I asked “Do you remember who Nunu is?” Cydney replied “Yes. She died because she was sick. Did they put purple rocks in her skin?” I quipped “I’m not sure.”
“She’s in heaven, now” my little girl then said. We talked about this for a moment. I was curious to see how this was going to turn out. I told Cydney “She’s in heaven, like your mommy.” Cydney then asked me where is heaven. I told her that heaven is in the sky.
“My mommy is on the moon?” Taken aback I said “Sure.” The look on Cydney’s face changed as she told me “I want to visit the moon and see my mom. I want to take a plane and go see her soon.”

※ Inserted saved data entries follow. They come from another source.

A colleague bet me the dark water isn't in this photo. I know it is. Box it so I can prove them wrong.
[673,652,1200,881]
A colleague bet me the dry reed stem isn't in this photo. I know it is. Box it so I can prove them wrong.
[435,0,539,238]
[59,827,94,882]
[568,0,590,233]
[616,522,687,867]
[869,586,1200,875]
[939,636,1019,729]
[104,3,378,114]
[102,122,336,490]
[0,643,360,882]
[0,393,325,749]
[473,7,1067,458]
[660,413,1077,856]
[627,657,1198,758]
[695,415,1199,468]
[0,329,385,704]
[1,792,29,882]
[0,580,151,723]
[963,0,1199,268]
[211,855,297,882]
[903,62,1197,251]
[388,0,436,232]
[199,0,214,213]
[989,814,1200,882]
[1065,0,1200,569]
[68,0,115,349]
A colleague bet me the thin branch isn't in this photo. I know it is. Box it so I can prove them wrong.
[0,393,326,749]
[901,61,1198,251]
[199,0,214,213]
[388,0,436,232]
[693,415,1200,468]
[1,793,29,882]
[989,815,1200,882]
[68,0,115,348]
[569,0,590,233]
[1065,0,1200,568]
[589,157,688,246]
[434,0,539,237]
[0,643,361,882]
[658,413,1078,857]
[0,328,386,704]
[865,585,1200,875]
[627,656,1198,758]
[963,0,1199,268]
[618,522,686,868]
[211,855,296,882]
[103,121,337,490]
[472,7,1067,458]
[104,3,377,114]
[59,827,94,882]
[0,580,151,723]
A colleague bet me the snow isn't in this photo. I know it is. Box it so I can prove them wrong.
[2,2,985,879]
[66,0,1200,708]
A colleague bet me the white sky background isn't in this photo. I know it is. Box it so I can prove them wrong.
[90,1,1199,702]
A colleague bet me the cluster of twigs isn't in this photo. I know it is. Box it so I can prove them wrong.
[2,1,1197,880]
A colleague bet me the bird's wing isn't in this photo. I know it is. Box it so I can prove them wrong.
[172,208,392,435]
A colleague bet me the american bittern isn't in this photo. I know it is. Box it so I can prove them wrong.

“You have to stay here and take care of me. Your mommy is watching over you from the moon. While I take care of you, you take care of me.” That was the best explanation I could think of without blatantly saying that she won’t see her mother for a very long time.
“No! I want to go to the moon to see my mommy. I miss her” Cydney said. I asked “You don’t want to stay here with me, Cydney?”
“No. My mommy died because she was sick and now she’s in heaven. Heaven is on the moon.” Cydney repeated heaven is on the moon as if she was taking this abstract concept and accepting it as logic.
The look on Cydney’s face had changed from when the conversation started. She began to look sad. She really is figuring this not having a mother thing out. I know she loves me to death; but there is something noticeably missing in her life and she is well aware of it.
Clearly this is something Cydney thinks about. When I came home from work last week my mother told me that out of nowhere Cydney told her and a friend “Timile’s my mommy. My mommy died. I want a new mommy.” During our conversation last night she said this to me again. There’s nothing I can say or do about it.
This is a hard pill to swallow. As a parent you want to be able to do something when your child is hurting. Her behavior has changed because of this. I’ve been told that she won’t say good morning in school to her teachers and sometimes refuses to call them by their name. She’ll give a little attitude and say something that’s humorous but I have to be a dad and reprimand her.
My mother explained to Cydney’s teacher that neither one of them can really comprehend what my daughter is going through. I spoke with her teacher at the beginning of the summer when I first noticed Cyd’s regression. I’d told her that she has women in her life, but she knows they’re not her mother. I referred to a friend of mine Cydney has attached herself to, but she’s been really busy. All in all, everyone is doing the best they can.
Until she figures some things out she now has an extra special reason to look at the moon.